We herein developed a transformable mixing-type material for reversible PEGylation of protein drugs using a supramolecular backbone polymer, that is, polyrotaxane possessing both amino groups and PEG chains (PEG-NH2-PRX). We expected that PEG-NH2-PRX provides amino groups to interact with protein drugs on demand because the mobility of amino groups in PEG-NH2-PRX was high. In fact, PEG-NH2-PRX formed complexes with protein drugs efficiently compared to PEGylated amino-dextran (PEG-NH2-DEX), a control material fabricated with a macromolecular backbone polymer. Moreover, PEG-NH2-PRX markedly improved the stability of antibodies and prolonged the hypoglycemic effects of insulin without loss of bioactivity, compared to PEG-NH2-DEX. These findings suggest that the supramolecular material, PEG-NH2-PRX, is a promising reversible PEGylation material for protein drugs compared to macromolecular materials.
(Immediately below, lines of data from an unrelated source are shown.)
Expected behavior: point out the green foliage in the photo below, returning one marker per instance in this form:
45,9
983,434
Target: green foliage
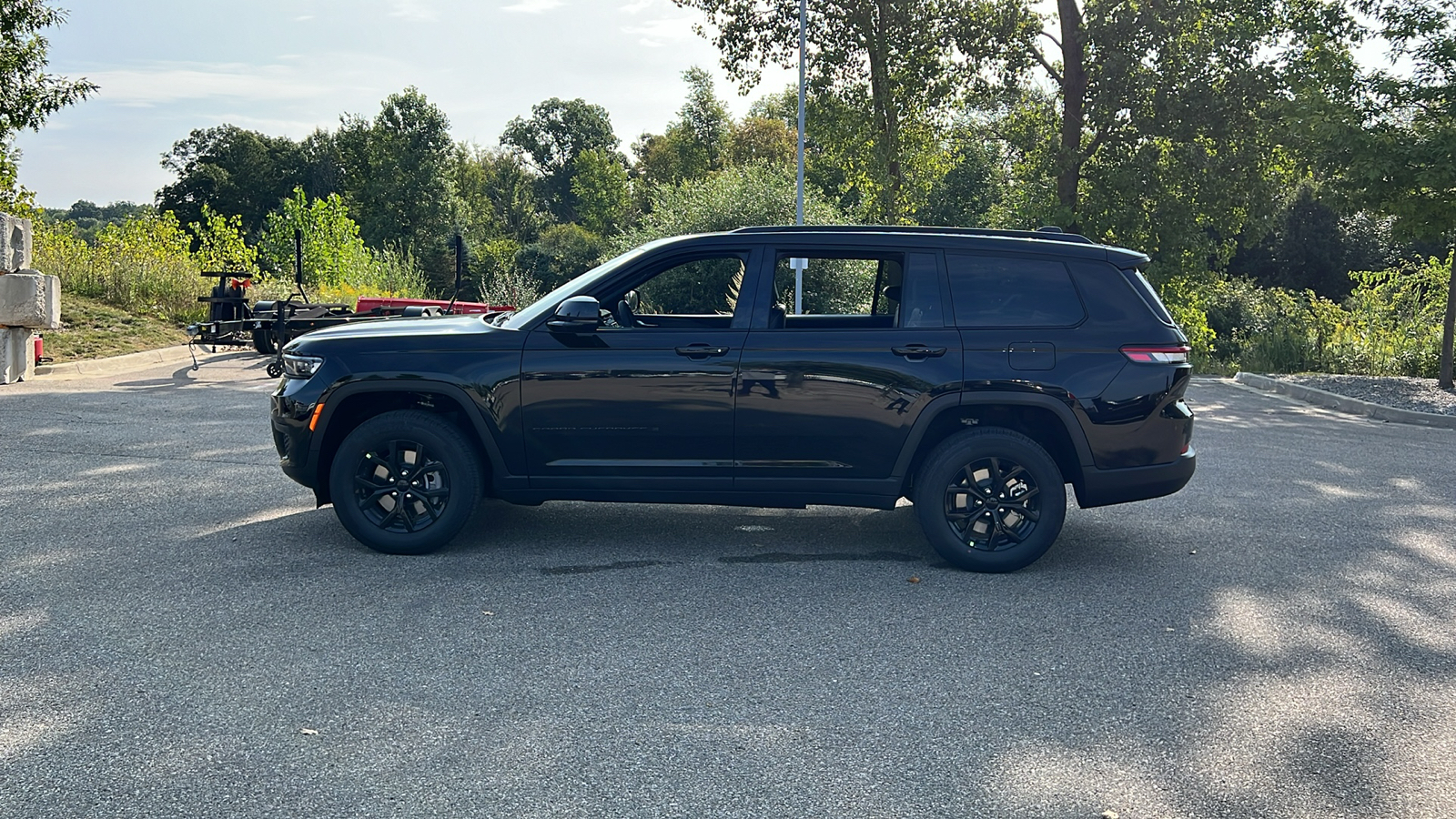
1395,322
15,198
28,95
398,174
145,266
732,198
501,283
762,140
1397,157
220,244
601,191
740,197
561,254
695,145
967,193
499,194
555,135
89,219
885,76
332,248
235,172
1388,327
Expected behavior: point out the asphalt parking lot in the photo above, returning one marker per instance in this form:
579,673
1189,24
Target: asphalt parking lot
182,634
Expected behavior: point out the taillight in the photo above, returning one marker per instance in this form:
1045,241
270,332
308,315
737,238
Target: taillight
1157,353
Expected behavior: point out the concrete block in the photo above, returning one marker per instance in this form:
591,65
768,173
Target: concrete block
15,244
31,299
16,353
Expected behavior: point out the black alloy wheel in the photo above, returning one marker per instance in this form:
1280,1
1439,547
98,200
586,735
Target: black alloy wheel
400,487
994,504
990,500
405,482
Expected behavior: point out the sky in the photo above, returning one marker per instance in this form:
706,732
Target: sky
286,67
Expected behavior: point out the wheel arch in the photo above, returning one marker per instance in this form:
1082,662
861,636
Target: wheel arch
1043,419
353,404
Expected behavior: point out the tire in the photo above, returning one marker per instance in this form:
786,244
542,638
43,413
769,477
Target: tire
371,467
262,341
990,500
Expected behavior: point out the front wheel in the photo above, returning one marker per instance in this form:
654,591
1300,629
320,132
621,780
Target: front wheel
405,482
990,500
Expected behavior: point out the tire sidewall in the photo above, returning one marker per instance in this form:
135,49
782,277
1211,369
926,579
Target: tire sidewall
973,445
443,442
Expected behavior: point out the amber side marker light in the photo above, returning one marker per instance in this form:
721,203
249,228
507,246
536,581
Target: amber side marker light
1158,353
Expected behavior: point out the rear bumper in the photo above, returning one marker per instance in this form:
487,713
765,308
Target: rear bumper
1106,487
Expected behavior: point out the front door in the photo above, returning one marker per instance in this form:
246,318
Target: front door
647,399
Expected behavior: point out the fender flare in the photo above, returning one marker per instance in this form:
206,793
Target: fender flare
455,392
958,401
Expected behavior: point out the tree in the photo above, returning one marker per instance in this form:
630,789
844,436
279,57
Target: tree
743,196
602,191
561,254
28,95
885,73
332,248
1398,157
398,175
555,135
695,143
235,172
220,244
966,196
1171,124
499,196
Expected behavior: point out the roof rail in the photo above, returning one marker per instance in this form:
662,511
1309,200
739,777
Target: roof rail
1045,234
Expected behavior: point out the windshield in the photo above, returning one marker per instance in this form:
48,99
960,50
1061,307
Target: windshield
584,281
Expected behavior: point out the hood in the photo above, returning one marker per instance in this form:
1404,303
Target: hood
451,331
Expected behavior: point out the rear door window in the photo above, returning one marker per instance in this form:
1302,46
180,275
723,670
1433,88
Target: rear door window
1012,292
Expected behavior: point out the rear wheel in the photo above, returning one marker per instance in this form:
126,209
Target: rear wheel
405,482
990,500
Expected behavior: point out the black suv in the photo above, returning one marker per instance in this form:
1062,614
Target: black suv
975,372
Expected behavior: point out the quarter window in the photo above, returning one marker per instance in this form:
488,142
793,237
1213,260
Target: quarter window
1012,292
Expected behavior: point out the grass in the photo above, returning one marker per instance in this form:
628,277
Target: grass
96,329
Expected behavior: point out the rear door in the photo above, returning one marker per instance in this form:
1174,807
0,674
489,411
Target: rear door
827,397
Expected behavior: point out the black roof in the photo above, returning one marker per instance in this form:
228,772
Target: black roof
1045,234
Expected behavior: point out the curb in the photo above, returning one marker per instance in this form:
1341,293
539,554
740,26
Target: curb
1346,404
121,363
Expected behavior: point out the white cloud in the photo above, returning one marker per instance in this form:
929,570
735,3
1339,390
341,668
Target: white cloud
169,82
533,6
654,33
417,11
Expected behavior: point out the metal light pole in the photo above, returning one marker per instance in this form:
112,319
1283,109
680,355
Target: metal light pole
801,264
804,19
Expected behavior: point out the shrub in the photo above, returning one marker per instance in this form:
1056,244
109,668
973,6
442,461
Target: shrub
145,266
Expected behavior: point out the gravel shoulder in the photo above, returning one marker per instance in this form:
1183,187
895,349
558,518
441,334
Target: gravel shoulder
1416,395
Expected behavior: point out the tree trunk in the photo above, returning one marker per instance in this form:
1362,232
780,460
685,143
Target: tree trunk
1074,109
887,116
1449,329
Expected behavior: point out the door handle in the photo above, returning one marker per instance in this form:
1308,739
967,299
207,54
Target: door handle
701,350
919,351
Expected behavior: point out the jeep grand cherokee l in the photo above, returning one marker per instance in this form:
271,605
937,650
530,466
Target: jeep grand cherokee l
975,372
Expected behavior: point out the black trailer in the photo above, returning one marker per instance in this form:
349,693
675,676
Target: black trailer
269,325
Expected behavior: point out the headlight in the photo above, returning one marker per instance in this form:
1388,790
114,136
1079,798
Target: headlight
300,366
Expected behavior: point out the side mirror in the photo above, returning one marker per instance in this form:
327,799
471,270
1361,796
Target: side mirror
579,314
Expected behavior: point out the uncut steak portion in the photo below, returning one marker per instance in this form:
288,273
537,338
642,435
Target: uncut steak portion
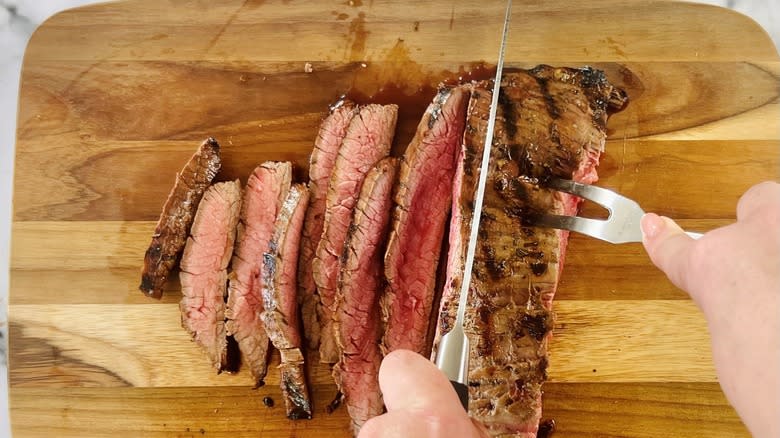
551,122
422,205
368,140
323,158
356,320
170,234
265,191
203,269
280,314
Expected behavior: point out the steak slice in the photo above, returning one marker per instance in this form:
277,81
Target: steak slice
323,158
551,122
266,189
280,314
357,323
422,205
368,140
170,234
203,267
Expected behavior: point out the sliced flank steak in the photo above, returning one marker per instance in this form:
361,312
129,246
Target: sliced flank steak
422,205
326,147
280,314
175,221
357,318
367,140
266,189
203,267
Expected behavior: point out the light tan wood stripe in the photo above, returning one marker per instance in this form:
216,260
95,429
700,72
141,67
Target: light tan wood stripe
144,345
Efficient Anticancer Drug Delivery for Pancreatic Cancer Treatment Utilizing Supramolecular Polyethylene-Glycosylated Bromelain.
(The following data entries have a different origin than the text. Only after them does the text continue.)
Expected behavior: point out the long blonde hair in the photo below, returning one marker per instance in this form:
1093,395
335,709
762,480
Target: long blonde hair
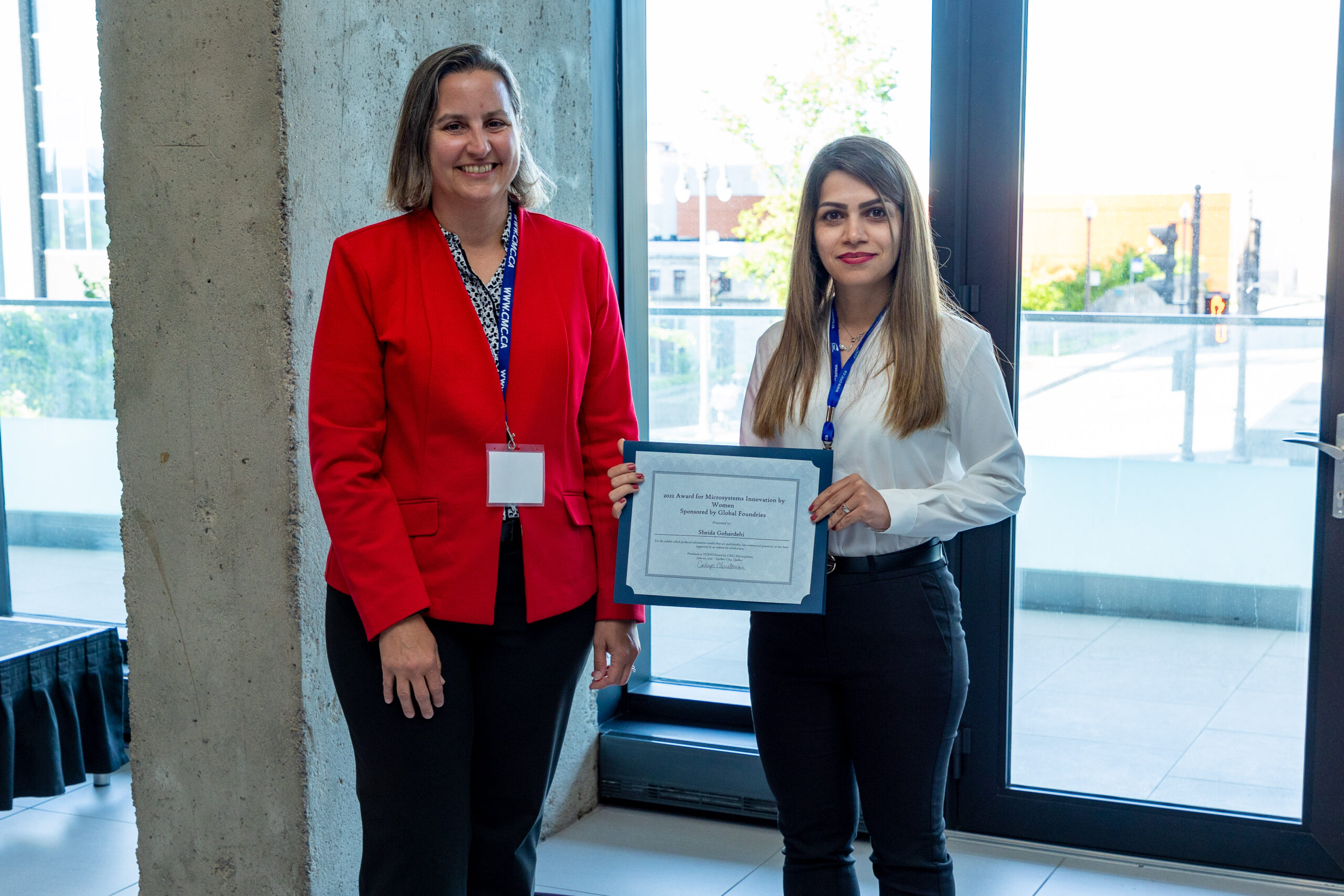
911,328
409,179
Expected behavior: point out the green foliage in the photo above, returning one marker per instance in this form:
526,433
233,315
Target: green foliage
1062,289
56,362
846,94
93,288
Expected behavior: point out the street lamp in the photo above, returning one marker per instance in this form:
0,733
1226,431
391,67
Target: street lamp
723,190
1186,214
1089,213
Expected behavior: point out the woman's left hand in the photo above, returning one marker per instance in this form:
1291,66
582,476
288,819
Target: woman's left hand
865,504
622,640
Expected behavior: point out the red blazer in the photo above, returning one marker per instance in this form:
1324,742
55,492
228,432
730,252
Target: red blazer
405,397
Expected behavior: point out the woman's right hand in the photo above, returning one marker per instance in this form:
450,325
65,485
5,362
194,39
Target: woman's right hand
411,667
625,480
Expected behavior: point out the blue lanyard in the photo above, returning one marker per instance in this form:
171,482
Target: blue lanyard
841,375
507,313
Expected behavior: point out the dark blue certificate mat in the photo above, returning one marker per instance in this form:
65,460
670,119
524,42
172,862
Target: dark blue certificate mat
816,598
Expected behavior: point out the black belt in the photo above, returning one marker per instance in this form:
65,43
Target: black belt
920,555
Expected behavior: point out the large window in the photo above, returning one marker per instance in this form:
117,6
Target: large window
1164,549
58,430
740,99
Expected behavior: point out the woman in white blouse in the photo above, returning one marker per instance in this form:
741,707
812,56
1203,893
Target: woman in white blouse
910,398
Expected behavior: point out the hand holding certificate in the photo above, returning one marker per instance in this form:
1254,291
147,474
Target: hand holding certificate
723,527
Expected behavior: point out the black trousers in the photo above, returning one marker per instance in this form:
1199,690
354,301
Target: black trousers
452,805
862,704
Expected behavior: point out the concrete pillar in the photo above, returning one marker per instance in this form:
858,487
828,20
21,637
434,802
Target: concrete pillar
243,136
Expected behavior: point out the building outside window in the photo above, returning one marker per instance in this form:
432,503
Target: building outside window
726,159
58,429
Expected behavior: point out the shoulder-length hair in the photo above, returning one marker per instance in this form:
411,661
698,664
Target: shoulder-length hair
911,331
409,181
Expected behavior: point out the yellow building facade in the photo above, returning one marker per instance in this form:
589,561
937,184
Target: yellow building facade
1054,233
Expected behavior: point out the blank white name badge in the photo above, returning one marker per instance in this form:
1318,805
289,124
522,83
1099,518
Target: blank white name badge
515,477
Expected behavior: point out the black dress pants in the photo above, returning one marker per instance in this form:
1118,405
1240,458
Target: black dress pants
872,695
452,805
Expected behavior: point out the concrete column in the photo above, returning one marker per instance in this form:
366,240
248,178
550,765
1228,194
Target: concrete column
241,139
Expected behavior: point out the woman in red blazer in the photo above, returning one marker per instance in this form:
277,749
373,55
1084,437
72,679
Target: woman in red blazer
479,616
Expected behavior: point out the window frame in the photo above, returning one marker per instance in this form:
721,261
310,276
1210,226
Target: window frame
976,203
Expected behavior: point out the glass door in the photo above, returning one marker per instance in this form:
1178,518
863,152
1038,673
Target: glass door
1160,642
729,138
1172,311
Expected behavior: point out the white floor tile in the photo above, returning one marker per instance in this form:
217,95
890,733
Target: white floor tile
1027,676
1292,644
1221,794
1233,757
1208,686
987,870
1089,767
1061,625
1117,721
49,853
112,803
1183,642
1278,675
1264,712
675,652
1079,876
617,852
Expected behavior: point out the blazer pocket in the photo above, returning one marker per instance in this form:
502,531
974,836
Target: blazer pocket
577,505
420,515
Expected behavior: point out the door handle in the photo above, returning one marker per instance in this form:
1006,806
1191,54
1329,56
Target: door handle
1336,453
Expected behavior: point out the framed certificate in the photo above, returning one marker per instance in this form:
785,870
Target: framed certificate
723,527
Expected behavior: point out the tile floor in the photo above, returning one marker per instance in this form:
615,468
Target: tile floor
78,844
68,582
1177,712
82,844
628,852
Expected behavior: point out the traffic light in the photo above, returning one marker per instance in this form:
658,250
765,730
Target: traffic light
1166,262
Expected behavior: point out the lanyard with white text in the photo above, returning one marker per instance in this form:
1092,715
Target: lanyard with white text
507,313
841,375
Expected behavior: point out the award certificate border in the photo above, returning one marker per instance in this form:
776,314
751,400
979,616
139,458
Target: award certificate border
812,602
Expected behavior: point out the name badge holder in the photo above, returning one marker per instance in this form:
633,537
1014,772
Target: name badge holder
841,373
515,473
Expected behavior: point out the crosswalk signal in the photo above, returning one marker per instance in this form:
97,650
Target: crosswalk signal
1166,263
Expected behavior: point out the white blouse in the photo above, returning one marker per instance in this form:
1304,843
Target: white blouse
963,473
Pancreatic cancer is one of the most difficult cancers to treat largely because of the inability of anticancer drugs to penetrate into the cancer tissue as the result of the dense extracellular matrix (ECM). On the other hand, bromelain is known to degrade the ECM in cancerous tissue. However, the half-life of bromelain in blood is short, leading to its low accumulation in tissues. Recently, we developed a reversible poly(ethylene glycol) (PEG) modification technology that is able to improve blood retention of proteins without loss of activity and termed it "Self-assembly PEGylation Retaining Activity (SPRA)" technology. Here, we prepared reversible PEGylated bromelain using SPRA technology (SPRA-bromelain) possessing high activity, long blood retention, and high tumor accumulation and evaluated its potential as a drug delivery system for pancreatic cancer. SPRA-bromelain was prepared by mixing adamantane-modified bromelain and multisubstituted-PEGylated ß-cyclodextrins (ß-CyDs) containing 2 or 20 kDa PEG chains in water. SPRA-bromelain was formed by a host-guest interaction between adamantane and ß-CyD (Kc > 104 M-1). SPRA-bromelain showed high in vitro gelatin-degrading activity and enhanced not only the accumulation of fluorescein isothiocyanate (FITC)-dextran (2 MDa) in the tumor but also the in vivo antitumor activities of doxorubicin and doxorubicin encapsulated in PEGylated liposomes (DOXIL) after intravenous administration in tumor-bearing mice. These findings suggest that SPRA-bromelain could be a powerful tool for drug delivery in pancreatic cancer.